テーブルの上のハガキ

旅行先で母親が脳溢血で急死した。
遠方の実家の葬儀に行くため1週間仕事を休んだ。
忌引休暇を終え夜行バスで朝職場のある街に戻りそのまま仕事をした。
上司が気を使って飲みに連れて行ってくれた。
一人暮らしの部屋の玄関を開けて「ただいま」といつものように言うと「おかえり」と声をかけられて酔いも手伝ってそのままシャワーも浴びずに寝た。

朝起きて、昨日おかえりって言われたのを思い出し、言うたの誰や?と疑問に思ったが酔ってたし気のせいだと思い、朝食に湯を沸かしてカップヌードルに注いでテーブルの上に置いた。
するとテーブルの上には一枚のハガキ、母親からの手紙。
死んだ旅先からの手紙だったので俺は泣いた。

カバンにハガキをいれ職場に向かおうと部屋を出て、建物エントランスにあるポストを見ると1週間分の郵便物が貯まっていたので、それもカバンに入れて職場へ行った。
昼休み、自分のデスクで食事しながら溜まっていた郵便物を確認していると、あれ?朝部屋のテーブルになんでハガキだけがあったんや?とふと思った。

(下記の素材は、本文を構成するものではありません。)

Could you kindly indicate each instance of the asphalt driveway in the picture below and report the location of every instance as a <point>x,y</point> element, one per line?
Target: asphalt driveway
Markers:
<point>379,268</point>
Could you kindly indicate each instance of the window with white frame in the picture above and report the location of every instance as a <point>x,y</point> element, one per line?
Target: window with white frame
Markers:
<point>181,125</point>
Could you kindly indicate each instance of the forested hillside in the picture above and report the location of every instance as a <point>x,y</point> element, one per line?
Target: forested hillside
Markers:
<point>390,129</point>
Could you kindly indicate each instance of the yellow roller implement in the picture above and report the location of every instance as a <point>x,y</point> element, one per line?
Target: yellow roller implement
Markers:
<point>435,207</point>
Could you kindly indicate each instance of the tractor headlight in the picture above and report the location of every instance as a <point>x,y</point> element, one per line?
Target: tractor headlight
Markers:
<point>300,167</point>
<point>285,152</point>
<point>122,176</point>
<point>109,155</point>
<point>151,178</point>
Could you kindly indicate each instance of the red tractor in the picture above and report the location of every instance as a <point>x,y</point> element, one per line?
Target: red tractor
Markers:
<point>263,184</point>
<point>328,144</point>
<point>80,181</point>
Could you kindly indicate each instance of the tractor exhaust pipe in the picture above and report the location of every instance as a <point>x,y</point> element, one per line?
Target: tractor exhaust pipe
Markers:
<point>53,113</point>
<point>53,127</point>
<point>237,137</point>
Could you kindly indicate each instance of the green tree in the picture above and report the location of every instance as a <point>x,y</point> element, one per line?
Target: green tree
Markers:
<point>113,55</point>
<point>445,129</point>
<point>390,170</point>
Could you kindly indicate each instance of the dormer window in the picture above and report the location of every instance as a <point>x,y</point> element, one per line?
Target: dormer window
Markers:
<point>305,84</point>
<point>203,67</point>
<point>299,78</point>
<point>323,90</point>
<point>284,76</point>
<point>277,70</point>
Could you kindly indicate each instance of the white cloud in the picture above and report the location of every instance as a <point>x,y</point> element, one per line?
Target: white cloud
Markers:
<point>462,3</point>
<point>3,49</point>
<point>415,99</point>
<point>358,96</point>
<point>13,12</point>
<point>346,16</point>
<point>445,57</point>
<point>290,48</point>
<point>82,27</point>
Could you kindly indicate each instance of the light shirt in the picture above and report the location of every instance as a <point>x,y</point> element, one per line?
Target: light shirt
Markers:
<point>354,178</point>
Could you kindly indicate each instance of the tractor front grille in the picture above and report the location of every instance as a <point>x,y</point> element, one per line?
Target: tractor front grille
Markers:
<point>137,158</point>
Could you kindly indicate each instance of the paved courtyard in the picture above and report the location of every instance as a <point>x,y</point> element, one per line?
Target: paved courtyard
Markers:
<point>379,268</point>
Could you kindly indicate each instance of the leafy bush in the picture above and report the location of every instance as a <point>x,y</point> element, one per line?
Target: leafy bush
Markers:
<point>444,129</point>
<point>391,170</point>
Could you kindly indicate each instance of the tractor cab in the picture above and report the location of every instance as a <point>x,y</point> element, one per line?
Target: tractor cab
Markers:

確かに昨日の夜は酔っていた、でもだからこそハガキ一枚だけをポストから抜いて部屋に入ったとは思えない。
きっと昨日おかえりと言ってくれたのもハガキを置いといてくれたのも、母親だったんだろうと思うことにした。

その週末、また実家に帰り父親にその話をした。
父親は、そりゃきっとおかんがやったんやろうなあ。
お前のとこ遊びに行きたがってたしなあ。
お前のところには行くのに俺のところには来やせんがな。
と話して二人で飲みながら泣いた。
あれからそういったことはないけれど墓参りは欠かさないようにしている。